Learning AI Papers
What it is
A local-first, GitHub-Pages-published site that breaks landmark AI papers down section by section, paragraph by paragraph. Each explanation page has three layers stacked top-to-bottom:
- A PDF screenshot of the exact page(s) from the original paper — styled like a macOS window so it reads as “from the paper itself.”
- A learner-friendly explanation of just that paragraph or idea — the why behind the what, formulas typeset in KaTeX, key terms surfaced.
- An interactive visualization (where relevant) — sliders for \(d_k\) to watch softmax saturate, the LoRA rank decomposition, a forward-diffusion noise schedule, ViT patchification, GAN minimax dynamics, etc.
The point is to make papers feel like something you can poke at rather than something you read once and forget.

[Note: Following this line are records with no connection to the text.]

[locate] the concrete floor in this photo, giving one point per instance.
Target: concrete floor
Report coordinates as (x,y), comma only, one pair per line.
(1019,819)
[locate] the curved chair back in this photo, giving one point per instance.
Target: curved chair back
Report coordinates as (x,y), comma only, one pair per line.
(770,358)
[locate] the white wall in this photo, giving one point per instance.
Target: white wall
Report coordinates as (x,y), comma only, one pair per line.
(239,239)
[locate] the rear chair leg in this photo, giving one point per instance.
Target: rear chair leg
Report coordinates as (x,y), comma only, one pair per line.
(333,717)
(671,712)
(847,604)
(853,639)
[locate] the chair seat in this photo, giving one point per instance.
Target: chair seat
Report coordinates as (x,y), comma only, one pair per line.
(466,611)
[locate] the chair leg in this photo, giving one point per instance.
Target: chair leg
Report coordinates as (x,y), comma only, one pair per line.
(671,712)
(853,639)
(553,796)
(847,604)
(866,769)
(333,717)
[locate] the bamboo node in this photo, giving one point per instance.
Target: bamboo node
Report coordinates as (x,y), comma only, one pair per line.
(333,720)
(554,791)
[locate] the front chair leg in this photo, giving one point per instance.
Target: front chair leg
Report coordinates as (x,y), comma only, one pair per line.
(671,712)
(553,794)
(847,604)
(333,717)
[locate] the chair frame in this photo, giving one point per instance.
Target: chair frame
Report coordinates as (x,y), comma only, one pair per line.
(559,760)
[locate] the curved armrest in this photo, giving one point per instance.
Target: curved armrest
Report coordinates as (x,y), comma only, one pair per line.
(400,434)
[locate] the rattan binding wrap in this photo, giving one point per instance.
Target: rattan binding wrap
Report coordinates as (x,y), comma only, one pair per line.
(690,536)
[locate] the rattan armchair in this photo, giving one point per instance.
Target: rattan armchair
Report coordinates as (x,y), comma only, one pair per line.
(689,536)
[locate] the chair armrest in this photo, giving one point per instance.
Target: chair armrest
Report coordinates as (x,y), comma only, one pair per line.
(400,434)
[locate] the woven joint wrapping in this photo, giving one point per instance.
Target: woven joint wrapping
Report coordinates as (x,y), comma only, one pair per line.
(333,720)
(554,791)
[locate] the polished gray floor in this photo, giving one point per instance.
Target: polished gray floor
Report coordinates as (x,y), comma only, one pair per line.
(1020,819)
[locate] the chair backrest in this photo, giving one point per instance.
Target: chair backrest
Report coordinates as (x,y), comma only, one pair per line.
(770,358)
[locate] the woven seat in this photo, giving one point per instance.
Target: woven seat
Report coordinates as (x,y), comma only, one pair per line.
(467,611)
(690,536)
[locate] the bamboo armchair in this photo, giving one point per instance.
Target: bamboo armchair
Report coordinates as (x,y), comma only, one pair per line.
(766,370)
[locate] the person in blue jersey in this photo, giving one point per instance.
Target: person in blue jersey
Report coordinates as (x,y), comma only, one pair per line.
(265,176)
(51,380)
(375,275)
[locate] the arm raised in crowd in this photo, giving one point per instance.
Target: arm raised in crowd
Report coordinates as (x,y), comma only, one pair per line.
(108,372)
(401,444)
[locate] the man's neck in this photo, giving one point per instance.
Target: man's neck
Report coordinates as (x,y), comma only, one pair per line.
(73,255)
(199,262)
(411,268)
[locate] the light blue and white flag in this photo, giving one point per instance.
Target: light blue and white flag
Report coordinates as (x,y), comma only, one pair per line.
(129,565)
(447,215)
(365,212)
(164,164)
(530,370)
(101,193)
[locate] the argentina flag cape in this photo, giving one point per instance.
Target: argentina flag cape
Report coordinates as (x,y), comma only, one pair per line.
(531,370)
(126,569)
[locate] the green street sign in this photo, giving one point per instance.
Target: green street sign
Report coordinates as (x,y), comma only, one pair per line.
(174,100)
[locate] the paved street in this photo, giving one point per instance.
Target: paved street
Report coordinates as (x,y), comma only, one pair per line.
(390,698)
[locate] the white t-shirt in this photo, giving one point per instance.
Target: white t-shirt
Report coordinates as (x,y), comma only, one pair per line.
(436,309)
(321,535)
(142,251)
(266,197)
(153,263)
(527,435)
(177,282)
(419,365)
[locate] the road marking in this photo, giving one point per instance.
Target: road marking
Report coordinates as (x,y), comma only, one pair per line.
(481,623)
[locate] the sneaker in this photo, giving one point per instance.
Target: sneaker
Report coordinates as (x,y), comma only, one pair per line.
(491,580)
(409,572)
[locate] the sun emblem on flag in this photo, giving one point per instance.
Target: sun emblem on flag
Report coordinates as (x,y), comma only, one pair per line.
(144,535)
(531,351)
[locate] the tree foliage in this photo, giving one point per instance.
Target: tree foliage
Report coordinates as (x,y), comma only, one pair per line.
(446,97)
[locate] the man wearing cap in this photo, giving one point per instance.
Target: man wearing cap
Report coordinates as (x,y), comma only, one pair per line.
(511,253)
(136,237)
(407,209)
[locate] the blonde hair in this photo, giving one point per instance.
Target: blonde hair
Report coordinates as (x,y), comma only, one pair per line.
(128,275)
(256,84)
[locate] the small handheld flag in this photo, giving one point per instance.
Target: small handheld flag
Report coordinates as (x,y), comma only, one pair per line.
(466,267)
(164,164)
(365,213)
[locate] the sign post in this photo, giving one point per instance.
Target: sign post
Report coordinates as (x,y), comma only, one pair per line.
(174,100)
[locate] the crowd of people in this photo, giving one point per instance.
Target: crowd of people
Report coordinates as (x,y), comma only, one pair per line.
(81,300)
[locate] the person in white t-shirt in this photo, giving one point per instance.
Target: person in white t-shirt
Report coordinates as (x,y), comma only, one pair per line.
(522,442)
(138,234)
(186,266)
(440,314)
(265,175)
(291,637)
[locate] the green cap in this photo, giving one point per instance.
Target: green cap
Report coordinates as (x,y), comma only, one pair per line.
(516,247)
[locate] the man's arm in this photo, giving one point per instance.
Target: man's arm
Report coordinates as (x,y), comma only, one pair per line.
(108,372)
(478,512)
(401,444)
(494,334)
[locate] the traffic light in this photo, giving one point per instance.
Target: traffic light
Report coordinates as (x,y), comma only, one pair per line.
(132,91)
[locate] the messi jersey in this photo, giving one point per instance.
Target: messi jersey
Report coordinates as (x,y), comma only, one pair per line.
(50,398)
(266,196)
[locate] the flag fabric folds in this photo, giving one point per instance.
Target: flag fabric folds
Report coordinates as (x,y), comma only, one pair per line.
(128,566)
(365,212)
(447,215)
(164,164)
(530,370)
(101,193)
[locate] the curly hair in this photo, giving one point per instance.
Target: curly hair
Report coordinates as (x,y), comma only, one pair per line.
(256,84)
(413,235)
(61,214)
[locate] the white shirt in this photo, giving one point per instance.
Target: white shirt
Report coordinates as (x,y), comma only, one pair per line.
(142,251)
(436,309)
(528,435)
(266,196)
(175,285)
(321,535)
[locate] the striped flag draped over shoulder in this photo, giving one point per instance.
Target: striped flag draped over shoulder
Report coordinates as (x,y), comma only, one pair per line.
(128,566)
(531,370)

Live: kader-xai.github.io/LearningAIPapers · Repo: github.com/kader-xai/LearningAIPapers · License: MIT · Co-AI Developed
This site was built in collaboration with Claude. Curriculum direction, paper selection, and the structural choice of “PDF screenshot + paragraph-scale explanation + interactive visualization per page” are mine. AI accelerated the SPA shell, the per-paper JSON schema, the visualizations in vanilla SVG, and the paragraph-by-paragraph paraphrasing. I read every page before publishing.
Papers included
| # | Paper | arXiv |
|---|---|---|
| 1 | Attention Is All You Need (Transformers) | 1706.03762 |
| 2 | BERT | 1810.04805 |
| 3 | GPT-1 (Improving Language Understanding by Generative Pre-Training) | OpenAI report |
| 4 | Vision Transformer (ViT) | 2010.11929 |
| 5 | Variational Autoencoder (VAE) | 1312.6114 |
| 6 | Generative Adversarial Networks (GANs) | 1406.2661 |
| 7 | Denoising Diffusion Probabilistic Models (DDPM) | 2006.11239 |
| 8 | LoRA | 2106.09685 |
| 9 | QLoRA | 2305.14314 |
| 10 | RAG (Retrieval-Augmented Generation) | 2005.11401 |
| 11 | PRIMUS (Trend Micro — Cybersecurity LLM datasets) | 2502.11191 |
Built-in visualizations
scaled-dot-product-attention— slide \(d_k\), toggle the \(\sqrt{d_k}\) scale, watch softmax saturate.multi-head-attention— slide \(h\), see \(d_k = d_{\text{model}}/h\) update live.positional-encoding— sinusoidal PE heatmap, drag max position and dimensionality.transformer-architecture— encoder/decoder SVG with cross-attention arrow.attention-heatmap— hover-driven token-to-token attention on a toy sentence.lora-decomposition— \(W + BA\) rank-decomposition visualizer, live parameter count.vit-patchify— image-to-tokens pipeline at different patch sizes.vae-reparameterize— the reparameterization trick made visible.diffusion-forward-reverse— noising schedule over \(T\) steps.rag-pipeline— retriever + generator with marginalization equation.gan-game— step the minimax game forward and watch \(G\) chase the real distribution.bert-mlm— masked input visualization for the 80/10/10 corruption recipe.
Template, not a one-off
Every paper is one JSON file in content/<slug>/paper.json with sections → pages, plus a folder of rendered PDF page PNGs. To add a new paper:
pdftoppm -png -r 140 paper.pdf content/<slug>/pdf-pages/page
# then write paper.json or copy content/_template/paper.json and editThe same SPA shell, sidebar TOC, paragraph pager, KaTeX math rendering, and visualization registry get reused — so adding a paper is a content task, not an engineering task.
Why I built it
Reading dense papers cover-to-cover is hard. Re-reading them later to extract a single idea is harder. I wanted a study format that:
- Stays anchored to the source (the PDF screenshot is right there — no “wait, where did they say that?”)
- Breaks the wall of text into one-screen units the way I’d actually study them.
- Lets me play with the math instead of just staring at it.
- Lives as a static site so it’s trivially shareable and forkable.
If it’s useful for you too, fork it and add your own papers — the template is the point.